Alysia Finley:

Francis Collins, the NIH chief between 2009-21, derided Dr. Bhattacharya as a “fringe” scientist for urging the government to focus on protecting the vulnerable while letting others go about their lives. Dr. Bhattacharya, Martin Kulldorff, then at Harvard, and Oxford’s Sunetra Gupta formally expounded this idea in the Great Barrington Declaration in October 2020.

It was far from fringe. Tens of thousands of doctors and scientists around the world signed the document. Before the Covid pandemic, the World Health Organization had opposed lockdowns to control disease outbreaks. Yet after the declaration’s publication, Dr. Collins urged a “quick and devastating published take down of its premises” in an email to Anthony Fauci.

In a Washington Post interview, Dr. Collins decried the declaration as a “fringe component of epidemiology.” “This is not mainstream science,” he added. “It’s dangerous” and “fits into the political views of certain parts of our confused political establishment.” Dr. Collins had it backward.
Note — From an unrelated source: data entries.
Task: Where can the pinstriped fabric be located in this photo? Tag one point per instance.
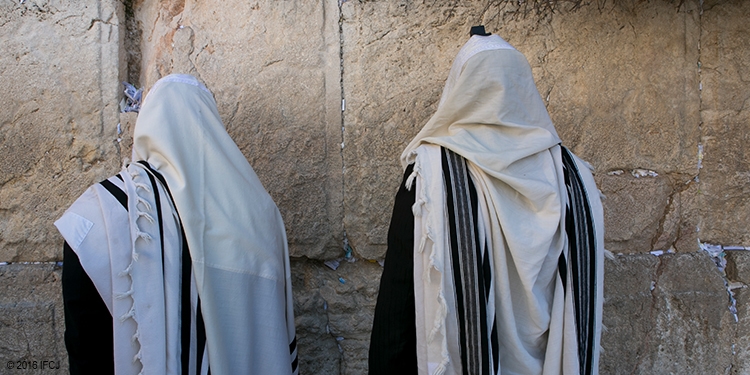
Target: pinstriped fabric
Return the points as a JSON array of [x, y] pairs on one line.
[[581, 264], [192, 331], [472, 271]]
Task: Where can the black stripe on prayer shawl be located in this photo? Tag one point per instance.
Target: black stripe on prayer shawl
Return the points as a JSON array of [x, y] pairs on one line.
[[293, 353], [185, 289], [579, 227], [157, 199], [116, 192], [470, 271]]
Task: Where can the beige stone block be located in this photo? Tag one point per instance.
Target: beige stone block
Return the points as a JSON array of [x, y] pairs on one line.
[[334, 311], [32, 321], [644, 212], [666, 315], [61, 87], [738, 275], [725, 112], [274, 70], [621, 97]]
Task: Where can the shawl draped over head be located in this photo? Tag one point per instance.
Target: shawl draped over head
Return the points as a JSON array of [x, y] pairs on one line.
[[492, 115], [232, 228]]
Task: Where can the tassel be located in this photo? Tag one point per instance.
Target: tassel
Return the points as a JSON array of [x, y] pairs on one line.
[[144, 202], [440, 317], [144, 236], [130, 314], [142, 186], [126, 271], [608, 254], [422, 244], [126, 294], [146, 216], [416, 208]]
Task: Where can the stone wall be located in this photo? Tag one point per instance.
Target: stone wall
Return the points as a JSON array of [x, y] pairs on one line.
[[322, 97]]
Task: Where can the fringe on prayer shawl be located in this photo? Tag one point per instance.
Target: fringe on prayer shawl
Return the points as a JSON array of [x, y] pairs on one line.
[[135, 213], [424, 209]]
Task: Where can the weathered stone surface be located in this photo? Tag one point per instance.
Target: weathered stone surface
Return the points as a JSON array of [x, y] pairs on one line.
[[274, 70], [738, 275], [334, 310], [32, 320], [60, 80], [725, 112], [666, 315], [621, 98], [647, 213]]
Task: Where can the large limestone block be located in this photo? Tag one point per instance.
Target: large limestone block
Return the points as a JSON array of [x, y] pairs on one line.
[[645, 212], [59, 73], [738, 275], [32, 320], [666, 315], [725, 111], [334, 311], [621, 97], [274, 70]]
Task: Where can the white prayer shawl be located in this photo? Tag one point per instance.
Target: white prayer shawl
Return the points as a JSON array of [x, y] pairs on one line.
[[119, 247], [234, 230], [492, 114]]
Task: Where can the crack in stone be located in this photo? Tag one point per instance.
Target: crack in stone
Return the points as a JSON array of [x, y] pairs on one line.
[[651, 312]]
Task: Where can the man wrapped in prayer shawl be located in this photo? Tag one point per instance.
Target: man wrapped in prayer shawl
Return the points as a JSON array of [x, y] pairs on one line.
[[494, 261], [178, 264]]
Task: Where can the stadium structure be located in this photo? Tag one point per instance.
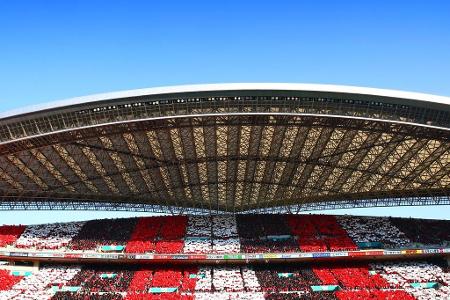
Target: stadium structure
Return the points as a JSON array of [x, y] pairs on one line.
[[229, 166]]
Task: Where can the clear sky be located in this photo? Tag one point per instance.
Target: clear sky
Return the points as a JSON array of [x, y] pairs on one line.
[[51, 50]]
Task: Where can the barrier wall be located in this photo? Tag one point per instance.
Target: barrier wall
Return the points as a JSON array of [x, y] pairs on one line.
[[216, 258]]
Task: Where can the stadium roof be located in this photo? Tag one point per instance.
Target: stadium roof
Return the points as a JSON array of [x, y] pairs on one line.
[[228, 148]]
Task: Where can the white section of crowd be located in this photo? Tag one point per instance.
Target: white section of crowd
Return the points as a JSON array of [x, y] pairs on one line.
[[402, 274], [373, 229], [36, 285], [48, 236]]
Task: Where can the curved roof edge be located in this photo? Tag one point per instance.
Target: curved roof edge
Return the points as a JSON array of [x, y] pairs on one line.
[[328, 88]]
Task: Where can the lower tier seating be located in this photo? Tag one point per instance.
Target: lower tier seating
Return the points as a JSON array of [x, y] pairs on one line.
[[381, 280], [229, 234]]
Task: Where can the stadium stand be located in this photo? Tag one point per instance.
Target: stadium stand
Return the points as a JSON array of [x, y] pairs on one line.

Lockdowns endangered democracy, the economy and children’s learning. The confused public-health establishment nonetheless embraced them. Mr. Trump initially went along but reversed course after Scott Atlas, a Covid adviser, arranged for Dr. Bhattacharya and other lockdown critics to educate Mr. Trump about the damage.

Mr. Trump proved more open-minded than the mainstream experts, who continue to insist that lockdowns and school closings saved lives despite the evidence to the contrary. Such small-minded zealots again showed their authoritarian side by pressuring social-media companies to suppress lockdown contrarians.